As a staffing firm owner or operator, you realize you have two major clients, and they’re both essential to your company’s success: Your business clients and your contract or professional clients you strive to place in a suitable role.

This article focuses on the latter and equally important side, the professionals, workers and other individuals who connect with you to find a job, whether on a temp basis or to find that long-term or permanent assignment. It’s up to you to match their skills as best you can and help them navigate the ins and outs of the business world. It’s also the reason why many of us are in staffing: It really can make a difference in people’s lives.

So Here’s the Deal: Don’t Be That Firm

In some ways, you can compare the relationship with your candidates with a dating scenario. After the initial polite and enthusiastic email or phone interview, the staffing agency will sometimes disappear, leaving the candidate to wonder, “Was it something I said?’ or “Surely I deserve at least an explanation.”

All of us have looked for job opportunities before. If you can remember what that was like, if you can put yourself in your candidates’ shoes, you will be more empathetic to their situation. What was it like to send off a resume or CV and receive nothing back…or at most, a cursory auto- reply? It doesn’t feel good.

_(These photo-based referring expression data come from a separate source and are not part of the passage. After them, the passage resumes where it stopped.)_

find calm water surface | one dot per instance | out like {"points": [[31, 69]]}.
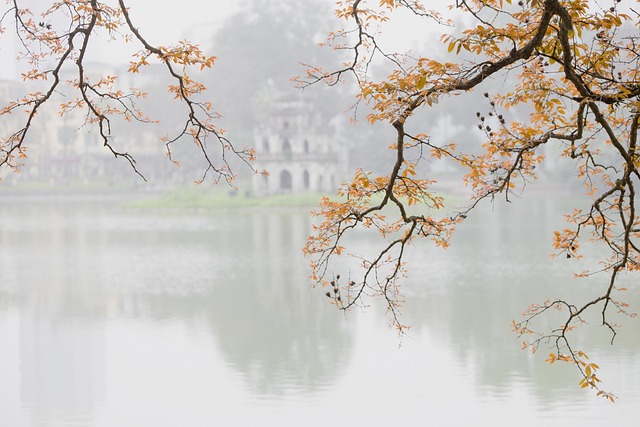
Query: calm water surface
{"points": [[112, 317]]}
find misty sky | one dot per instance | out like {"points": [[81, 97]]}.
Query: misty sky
{"points": [[195, 20]]}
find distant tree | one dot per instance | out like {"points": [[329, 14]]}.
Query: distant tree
{"points": [[260, 49], [571, 65], [55, 38]]}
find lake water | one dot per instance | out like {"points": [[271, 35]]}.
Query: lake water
{"points": [[115, 317]]}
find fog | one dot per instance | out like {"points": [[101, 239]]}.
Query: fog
{"points": [[151, 301]]}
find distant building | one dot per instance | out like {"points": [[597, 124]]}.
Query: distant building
{"points": [[300, 151]]}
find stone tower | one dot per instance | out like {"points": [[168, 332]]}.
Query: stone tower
{"points": [[299, 150]]}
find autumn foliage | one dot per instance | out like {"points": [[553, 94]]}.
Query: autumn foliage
{"points": [[571, 65]]}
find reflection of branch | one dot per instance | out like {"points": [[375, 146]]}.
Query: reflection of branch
{"points": [[602, 106]]}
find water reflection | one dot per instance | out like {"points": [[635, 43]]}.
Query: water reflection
{"points": [[498, 264], [195, 313], [72, 267]]}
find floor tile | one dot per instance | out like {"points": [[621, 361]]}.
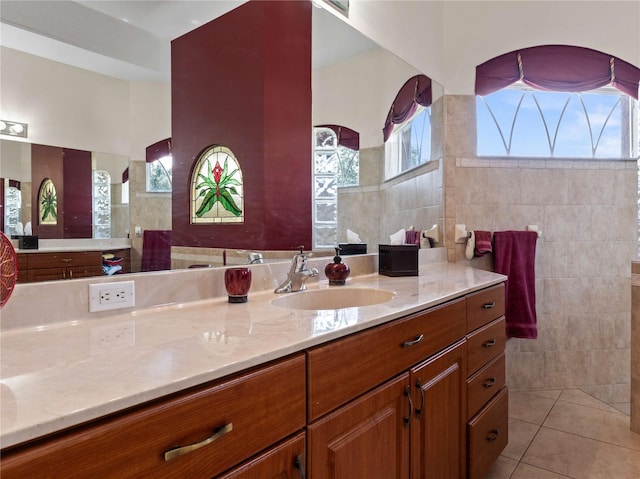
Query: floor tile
{"points": [[623, 407], [521, 434], [609, 426], [502, 469], [576, 396], [525, 471], [531, 406], [581, 458]]}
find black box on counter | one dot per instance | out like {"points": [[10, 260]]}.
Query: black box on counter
{"points": [[398, 260], [27, 242], [347, 249]]}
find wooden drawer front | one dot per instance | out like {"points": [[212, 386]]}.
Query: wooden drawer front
{"points": [[281, 461], [488, 433], [263, 407], [485, 344], [485, 306], [348, 367], [64, 260], [483, 385], [50, 274]]}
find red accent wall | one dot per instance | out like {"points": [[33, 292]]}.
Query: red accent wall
{"points": [[244, 81], [78, 194]]}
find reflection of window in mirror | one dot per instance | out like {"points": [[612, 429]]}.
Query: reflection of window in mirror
{"points": [[409, 146], [101, 204], [347, 154], [47, 203], [12, 213], [159, 175]]}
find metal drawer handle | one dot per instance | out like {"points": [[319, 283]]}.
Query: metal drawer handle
{"points": [[413, 342], [489, 383], [489, 344], [299, 465], [407, 393], [182, 450], [419, 388]]}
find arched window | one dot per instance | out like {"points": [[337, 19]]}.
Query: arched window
{"points": [[407, 128], [348, 146], [217, 188], [557, 101]]}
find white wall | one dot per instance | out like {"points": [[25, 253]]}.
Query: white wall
{"points": [[75, 108], [447, 39], [358, 93]]}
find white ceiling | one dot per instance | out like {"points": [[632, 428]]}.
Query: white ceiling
{"points": [[131, 39]]}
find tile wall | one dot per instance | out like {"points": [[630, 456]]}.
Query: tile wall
{"points": [[587, 212]]}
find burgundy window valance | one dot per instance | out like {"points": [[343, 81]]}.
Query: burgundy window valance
{"points": [[414, 93], [557, 68], [346, 136], [158, 150]]}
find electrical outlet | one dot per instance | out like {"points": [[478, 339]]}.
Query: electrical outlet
{"points": [[105, 296]]}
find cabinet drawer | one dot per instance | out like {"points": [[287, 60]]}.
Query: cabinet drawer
{"points": [[483, 385], [488, 433], [348, 367], [485, 306], [260, 408], [280, 461], [64, 260], [485, 344]]}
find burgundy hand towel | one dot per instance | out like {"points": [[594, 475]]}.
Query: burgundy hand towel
{"points": [[483, 242], [156, 250], [515, 256]]}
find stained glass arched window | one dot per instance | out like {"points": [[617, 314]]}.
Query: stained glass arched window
{"points": [[47, 203], [217, 189]]}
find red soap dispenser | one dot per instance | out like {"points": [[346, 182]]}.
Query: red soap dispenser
{"points": [[337, 272]]}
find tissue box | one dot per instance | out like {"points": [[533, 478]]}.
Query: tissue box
{"points": [[347, 249], [398, 260], [27, 242]]}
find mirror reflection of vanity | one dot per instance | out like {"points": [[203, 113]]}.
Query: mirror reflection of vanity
{"points": [[354, 92]]}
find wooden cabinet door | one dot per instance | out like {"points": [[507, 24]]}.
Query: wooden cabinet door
{"points": [[438, 425], [284, 461], [369, 437]]}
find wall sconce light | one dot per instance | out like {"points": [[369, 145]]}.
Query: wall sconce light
{"points": [[13, 128]]}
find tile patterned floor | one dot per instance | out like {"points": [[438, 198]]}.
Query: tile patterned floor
{"points": [[560, 434]]}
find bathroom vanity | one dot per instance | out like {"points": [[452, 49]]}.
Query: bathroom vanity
{"points": [[412, 387]]}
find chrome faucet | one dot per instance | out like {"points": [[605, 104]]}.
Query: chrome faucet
{"points": [[298, 274]]}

And technology has only exacerbated this problem when not used properly. Many candidates will send resumes and cover letters, and it can feel like launching them into outer space.


Here’s where you can differentiate your services. Follow up with your candidates. Let them know you’re there for them. Let them know of opportunities, and what sectors are hot right now. Help them with their resumes, their cover letters, their skill sets.

It makes sense to treat candidates with respect and advocacy, but you might be surprised to find how rare this is. Sincere contact and communication are great service differentiators.

You’ll have devoted candidates, and one job or position will likely evolve into another as they’ve had a good experience with your firm.

Before the Placement

Before the placement, it’s always good to have a one-on-one meeting between the candidate and an appropriate recruiter. After that, technology will help you follow up.

Technology, which can alienate the human connection, can actually help you with your worker relationships here. For example, at Madison, we’ve developed an applicant tracking system that allows you to leverage your connections with a set of great tools. You have automatic job matching to candidates; dashboard reporting; you can schedule follow-ups; and use location-based candidate search, which helps everyone feel connected and cared for. Technology does not have to preclude a personal touch.

Madison also offers the ability to text through the ATS for an added layer of communication that is preferred by some candidates.

After the Placement

Once you’ve placed an employee, the fun part begins. You can check in to how they are doing, see if there are any permanent possibilities, and check availability as the end of the service date nears. Again, technology makes this easier, as you can schedule follow-ups, and track your candidates and clients in real-time.

Proper management leads to greater profit. You’ve already vetted your candidate, she is a proven worker, and now you can build a career together. That’s the best kind of win-win.

Contact our expert team today. Madison Resources is happy to provide advice, back-office solutions, and payroll funding for staffing companies.

Sidebar: Facts About Your Employees

Courtesy of the American Staffing Association

–Most (76%) work full time, comparable to the overall workforce (82%).

–Half (49%) of staffing employees say it’s a way to get a permanent job.

–Nine out 10 said staffing work made them more employable.

–One-third (35%) were offered a permanent job by a client where they worked on an assignment, and two-thirds (66%) of those accepted the offers of permanent employment.